BALTIMORE, MD (Monday, January 30, 2023) – Baltimore Metropolitan Council (BMC) released the recommendations of the Baltimore Regional Transit Governing and Funding Workgroup on Monday. The workgroup was formed by the BMC Board of Directors in July of 2022 to develop recommendations for the future of transit in our region.
The workgroup was chaired by Delegate Tony Bridges (Baltimore City, District 41), a member of the BMC Board of Directors. “I’m proud of the results from this group, and I’m looking forward to keeping our momentum rolling,” said Bridges. “Acting on these recommendations would be a big step toward achieving more equitable, accessible and accountable transit for Baltimore.”
The workgroup included more than a dozen leaders from local community groups, planning agencies, businesses and unions. Senator Mary Washington (Baltimore City, District 43) represented the State Senate on the workgroup. Members met monthly through fall 2022 to develop the recommendations, hearing public comments at each session.
The report includes five recommendations for timely action by our local governments, the Maryland General Assembly and the Moore-Miller administration.
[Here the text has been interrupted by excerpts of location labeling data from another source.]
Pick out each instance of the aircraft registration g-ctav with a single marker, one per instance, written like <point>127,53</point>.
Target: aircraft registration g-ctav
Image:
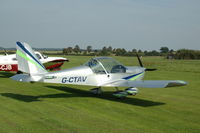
<point>10,63</point>
<point>99,71</point>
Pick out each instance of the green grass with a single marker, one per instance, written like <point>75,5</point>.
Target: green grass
<point>39,107</point>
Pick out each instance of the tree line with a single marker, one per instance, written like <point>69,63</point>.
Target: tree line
<point>107,51</point>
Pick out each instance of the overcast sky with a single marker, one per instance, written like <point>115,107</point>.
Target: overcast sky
<point>140,24</point>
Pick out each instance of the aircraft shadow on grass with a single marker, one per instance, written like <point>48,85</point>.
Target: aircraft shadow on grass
<point>73,92</point>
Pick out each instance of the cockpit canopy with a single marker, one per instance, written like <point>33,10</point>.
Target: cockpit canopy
<point>105,65</point>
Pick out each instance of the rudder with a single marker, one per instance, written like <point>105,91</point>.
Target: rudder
<point>27,60</point>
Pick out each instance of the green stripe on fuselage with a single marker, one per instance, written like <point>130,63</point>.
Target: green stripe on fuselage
<point>28,59</point>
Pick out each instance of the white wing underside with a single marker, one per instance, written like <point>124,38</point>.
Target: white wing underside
<point>145,83</point>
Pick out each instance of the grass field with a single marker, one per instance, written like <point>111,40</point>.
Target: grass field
<point>55,108</point>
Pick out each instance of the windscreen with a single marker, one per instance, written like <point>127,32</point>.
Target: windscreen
<point>105,65</point>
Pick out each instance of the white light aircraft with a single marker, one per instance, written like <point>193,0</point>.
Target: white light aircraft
<point>99,71</point>
<point>10,63</point>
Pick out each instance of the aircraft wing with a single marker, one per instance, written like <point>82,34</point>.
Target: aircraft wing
<point>147,83</point>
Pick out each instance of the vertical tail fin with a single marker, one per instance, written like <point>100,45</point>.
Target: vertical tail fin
<point>27,60</point>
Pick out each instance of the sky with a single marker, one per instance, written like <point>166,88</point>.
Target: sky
<point>129,24</point>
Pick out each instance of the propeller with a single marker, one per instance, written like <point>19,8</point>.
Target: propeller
<point>140,62</point>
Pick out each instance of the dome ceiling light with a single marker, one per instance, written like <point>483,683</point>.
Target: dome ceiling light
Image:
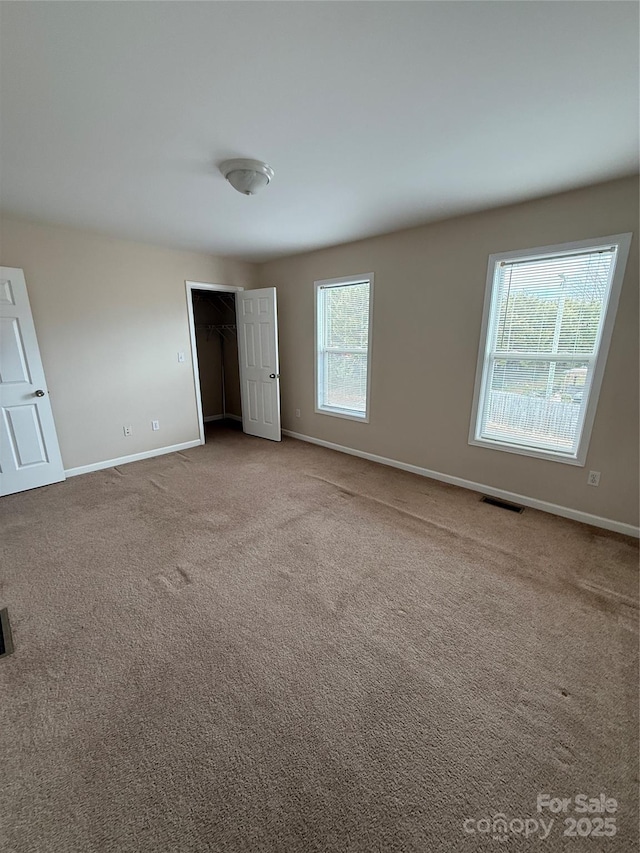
<point>247,176</point>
- To create a Baltimore Regional Transit Commission;
- To require a Regional Consolidated Transportation Plan tour;
- To restructure the LOTS Programs so that flexible funds can support both existing and growing transit;
- To reconstitute and empower the Maryland Transportation Commission to provide oversight and transparency to the CTP process; and
- To conduct a formal study of the creation of a Baltimore Regional Transit Authority.
See the full report for more details.
“This could be a game changer for helping more residents across the region access jobs, healthcare, education, recreation – everything that supports increased quality of life,” said Howard County Executive Calvin Ball, BMC’s board chair. “Our transit system is important to every county in the Baltimore region and we look forward to partnering with the Moore-Miller administration on these efforts.”
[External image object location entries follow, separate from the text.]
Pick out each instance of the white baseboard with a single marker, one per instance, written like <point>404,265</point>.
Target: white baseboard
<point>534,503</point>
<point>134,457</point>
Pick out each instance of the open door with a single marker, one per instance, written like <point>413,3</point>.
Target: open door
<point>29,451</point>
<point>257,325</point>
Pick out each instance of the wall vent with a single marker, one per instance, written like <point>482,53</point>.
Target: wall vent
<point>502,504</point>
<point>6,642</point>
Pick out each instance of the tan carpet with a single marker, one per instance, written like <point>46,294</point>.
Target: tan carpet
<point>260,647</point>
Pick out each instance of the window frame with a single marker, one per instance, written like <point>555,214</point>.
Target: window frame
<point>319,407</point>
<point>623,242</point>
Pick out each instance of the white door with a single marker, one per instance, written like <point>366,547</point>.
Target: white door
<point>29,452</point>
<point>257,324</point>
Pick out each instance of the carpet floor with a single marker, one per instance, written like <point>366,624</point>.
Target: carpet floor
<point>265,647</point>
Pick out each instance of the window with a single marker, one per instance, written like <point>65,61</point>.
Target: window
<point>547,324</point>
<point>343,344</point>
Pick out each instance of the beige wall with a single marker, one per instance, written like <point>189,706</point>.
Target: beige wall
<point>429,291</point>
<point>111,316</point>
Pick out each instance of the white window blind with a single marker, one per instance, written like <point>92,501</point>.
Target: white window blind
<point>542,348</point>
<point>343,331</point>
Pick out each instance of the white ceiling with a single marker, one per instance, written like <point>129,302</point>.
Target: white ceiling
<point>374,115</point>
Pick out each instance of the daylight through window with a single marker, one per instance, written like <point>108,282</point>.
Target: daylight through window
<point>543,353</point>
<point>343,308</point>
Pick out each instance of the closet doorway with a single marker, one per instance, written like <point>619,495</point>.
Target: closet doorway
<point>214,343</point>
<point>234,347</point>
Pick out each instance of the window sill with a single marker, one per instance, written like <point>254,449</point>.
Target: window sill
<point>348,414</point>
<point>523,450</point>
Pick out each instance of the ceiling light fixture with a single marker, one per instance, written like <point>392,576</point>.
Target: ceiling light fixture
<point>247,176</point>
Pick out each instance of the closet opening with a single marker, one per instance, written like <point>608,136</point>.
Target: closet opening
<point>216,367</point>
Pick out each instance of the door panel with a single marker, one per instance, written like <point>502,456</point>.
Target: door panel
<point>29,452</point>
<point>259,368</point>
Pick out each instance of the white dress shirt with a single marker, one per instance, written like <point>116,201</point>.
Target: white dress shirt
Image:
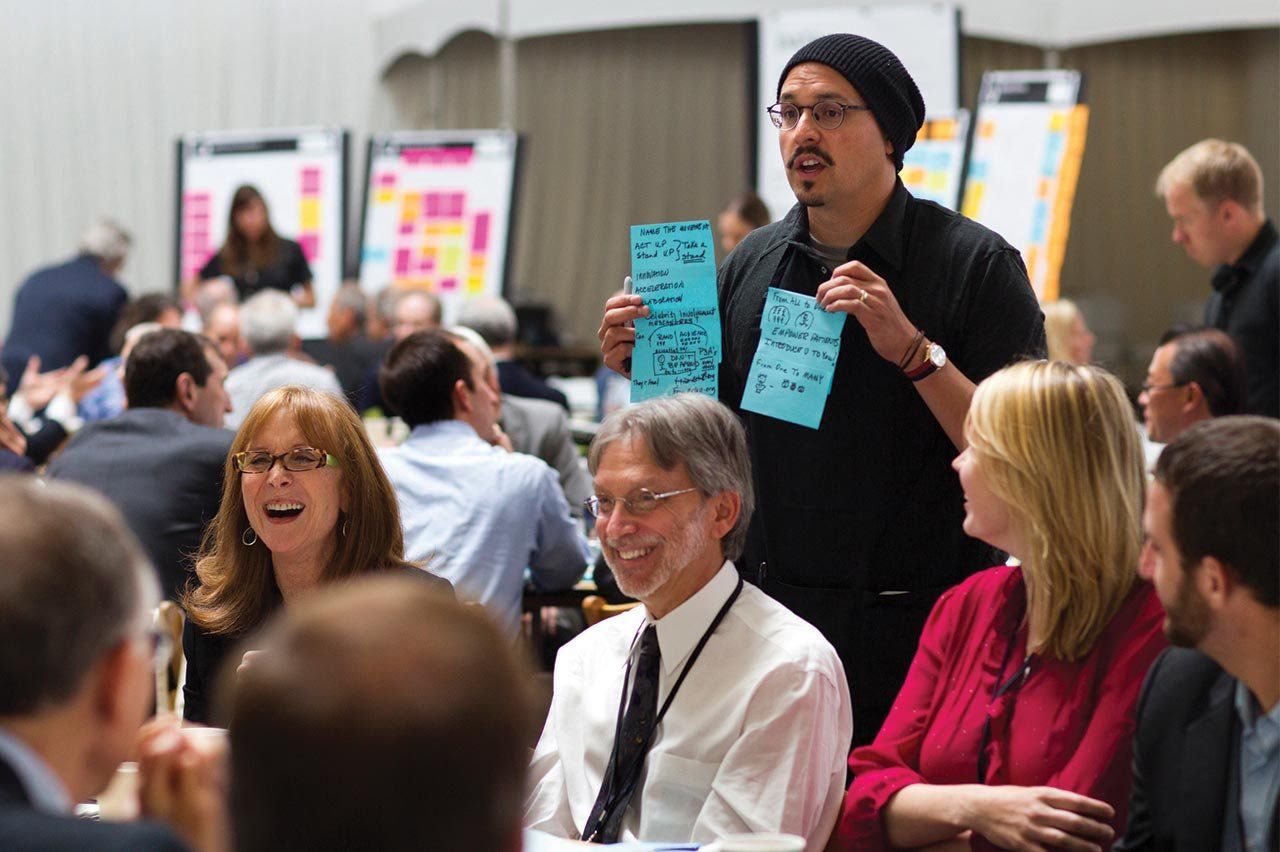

The report notes that the Baltimore region is the only large metropolitan area in the nation with a transit system operated by a state agency without the oversight of a board or commission. Local stakeholders lack influence on how the regional transit network is planned, built, operated and funded.
The report recommends the creation of a Baltimore Regional Transit Commission to support the operations of MTA’s core service network in the Baltimore region as a first step. It also highlights the need to support growth of the region’s Locally Operated Transit Systems, particularly in areas not currently served by Maryland Transit Administration (MTA).
“Baltimore’s transit system is one of the largest in the United States, but our communities have little voice in their own system,” said Dr. Celeste Chavis, a professor of transportation and urban infrastructure studies at Morgan State University and workgroup member. “Execution of the recommendations in this report will have a profound impact on decades to come.”
The report highlights a lack of investment in Baltimore’s core transit network. After the cancellation of the Red Line, the Maryland Transit Administration (MTA) moved forward with the construction of the Purple Line in the DC suburbs. The Purple Line’s cost overruns alone have exceeded the entire estimated costs of the Red Line. Meanwhile, Baltimore’s regional transit system hasn’t seen a new rail line since 1993.
The report also notes that MTA has identified a nearly $2 billion in funds needed to maintain a state of good repair for their assets over the next decade. Finally, the report recommends that the Maryland General Assembly formally study the merits of an independent Baltimore Regional Transit Authority. That recommendation calls for a final report in the fall of 2024.
BMC Executive Director Mike Kelly thanked the members of the workgroup for their thoughtful participation, and feels optimistic about the prospect of meaningful progress.
“These recommendations outline early but important steps in a much longer journey,” Kelly said. “We have a really significant opportunity here.”
Baltimore Metropolitan Council (BMC) works collaboratively with the chief elected officials in the region to create initiatives to improve quality of life and economic vitality. As the Baltimore region’s council of governments, BMC hosts the Baltimore Regional Transportation Board (BRTB) and supports local government by coordinating efforts in a range of policy areas including emergency preparedness, housing, cooperative purchasing, environmental planning and workforce development.